South Carolina Ports’ zero-emission truck grant

On Thursday, South Carolina Ports announced it has received a $1.3 million grant to replace diesel trucks with all-electric, energy-efficient trucks.

SC Ports received the zero-emission truck funding through the U.S. Environmental Protection Agency’s Diesel Emissions Reduction Act (DERA) grant. According to a news release, SC Ports will use the funding to partner with A&R Logistics and Benore Logistic Systems. Grant money will be used to replace eight diesel trucks with zero-emission, battery electric-powered trucks. Zero-emission trucks will be manufactured by Peterbilt.

A&R Logistics will deploy two of the eight zero-emission trucks. One will move cargo between its new 615,000 square foot facility in Moncks Corner and the Port of Charleston. The other truck will operate in the Savannah area.

Benore will have the remaining six zero-emission trucks. Those will move cargo from a BMW plant to SC Ports’ rail-served Inland Port Greer.

“The ability to move cargo with all-electric trucks significantly reduces emissions in the surrounding communities, which positively impacts residents and businesses,” SC Ports Permitting Manager Mark Messersmith said in a statement. “SC Ports is focused on improving air quality in the communities in which it operates through a variety of emissions-reducing programs, such as this innovative electric vehicle initiative. SC Ports anticipates that the efforts of Benore and A&R will showcase the benefits of these electric vehicle trucks and provide a catalyst for other trucking companies.”

STEER Act $500M zero-emission truck voucher program

Meanwhile in Congress, a bill introduced in the House seeks to add more financial support for carriers looking to move to zero-emission trucks.

On July 29, Rep. Rodney Davis, R-Ill., introduced HR4810, also referred to as the Supporting Trucking Efficiency and Emission Reductions (STEER) Act. According to a news release, the STEER Act establishes a Department of Energy voucher program that assists truckers in purchasing and installing fuel-saving, emission-reducing technologies.

Specifically, the voucher program covers expenditures associated with adopting fuel-efficient technologies on Class 8 trucks.

Unlike similar voucher programs in California, the STEER Act is mostly for retrofitting zero-emission truck technologies on existing trucks. California’s Hybrid and Zero-Emission Truck and Bus Voucher Incentive Project, also known as HVIP, offers incentives up to $120,000 to purchase new zero-emission trucks. STEER Act voucher amounts will cover the lesser of:

  • $4,000 or 75% of total costs per unit for fleets operating 10 trucks or less.
  • $3,500 or 72.5% of total costs per unit for fleets operating 50 trucks or less.
  • $3,000 or 70% of total costs per unit for fleets operating 100 trucks or less.
  • $2,500 or 67.5% of total costs per unit for fleets operating more than 101 trucks.
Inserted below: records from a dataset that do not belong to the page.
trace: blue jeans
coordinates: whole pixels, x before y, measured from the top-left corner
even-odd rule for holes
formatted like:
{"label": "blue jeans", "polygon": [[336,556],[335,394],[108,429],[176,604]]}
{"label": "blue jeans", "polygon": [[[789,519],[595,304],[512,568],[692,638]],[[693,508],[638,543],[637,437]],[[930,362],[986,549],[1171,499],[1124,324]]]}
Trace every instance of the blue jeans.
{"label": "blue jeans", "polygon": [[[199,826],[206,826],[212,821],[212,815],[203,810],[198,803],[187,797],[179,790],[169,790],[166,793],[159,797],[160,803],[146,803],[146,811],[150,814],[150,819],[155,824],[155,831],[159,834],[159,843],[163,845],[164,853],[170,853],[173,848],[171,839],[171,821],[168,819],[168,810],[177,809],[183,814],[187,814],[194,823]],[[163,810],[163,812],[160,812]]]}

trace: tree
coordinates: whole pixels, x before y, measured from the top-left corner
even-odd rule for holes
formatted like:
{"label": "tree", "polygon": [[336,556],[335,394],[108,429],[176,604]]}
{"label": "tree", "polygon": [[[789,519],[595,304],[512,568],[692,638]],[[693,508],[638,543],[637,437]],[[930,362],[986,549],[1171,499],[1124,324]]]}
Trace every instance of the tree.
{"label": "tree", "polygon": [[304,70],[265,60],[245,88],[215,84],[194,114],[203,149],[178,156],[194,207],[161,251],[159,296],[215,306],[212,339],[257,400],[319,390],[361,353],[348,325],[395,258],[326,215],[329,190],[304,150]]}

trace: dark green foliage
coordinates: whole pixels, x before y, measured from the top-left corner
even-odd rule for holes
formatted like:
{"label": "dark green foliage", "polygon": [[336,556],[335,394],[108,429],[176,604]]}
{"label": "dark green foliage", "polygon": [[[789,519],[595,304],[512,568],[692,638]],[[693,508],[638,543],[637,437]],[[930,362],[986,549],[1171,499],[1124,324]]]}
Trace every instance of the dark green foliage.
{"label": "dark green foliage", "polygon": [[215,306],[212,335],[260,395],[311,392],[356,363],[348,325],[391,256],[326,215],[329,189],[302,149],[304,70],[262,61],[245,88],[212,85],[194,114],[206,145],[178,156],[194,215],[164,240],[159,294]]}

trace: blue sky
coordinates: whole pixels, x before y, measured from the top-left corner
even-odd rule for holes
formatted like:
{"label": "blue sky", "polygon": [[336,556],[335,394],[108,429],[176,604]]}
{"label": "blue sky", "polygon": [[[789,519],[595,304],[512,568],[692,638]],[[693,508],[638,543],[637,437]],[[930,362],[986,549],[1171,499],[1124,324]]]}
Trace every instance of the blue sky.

If enacted, the Department of Energy will publish a list of emission-reducing active technologies eligible for the program on a website. “Emission-reducing active technologies” is defined as “any physical alterations of a Class 8 truck that can be installed as a retrofit and that adapt automatically to control vehicle performance factors and improve fuel efficiency, including active aerodynamic, active rolling resistance, dynamic axle lift control, non-APU active idle reduction, and other such emerging improvements.”

“We can reduce fuel consumption and emissions in the transportation industry without enacting costly environmental mandates on American companies and workers,” Rep. Davis said in a statement. “That’s why I’m introducing the STEER Act. It’s commonsense, market-driven ideas like my legislation, not heavy-handed policies from Washington that will protect American workers and our environment without destroying our economy.”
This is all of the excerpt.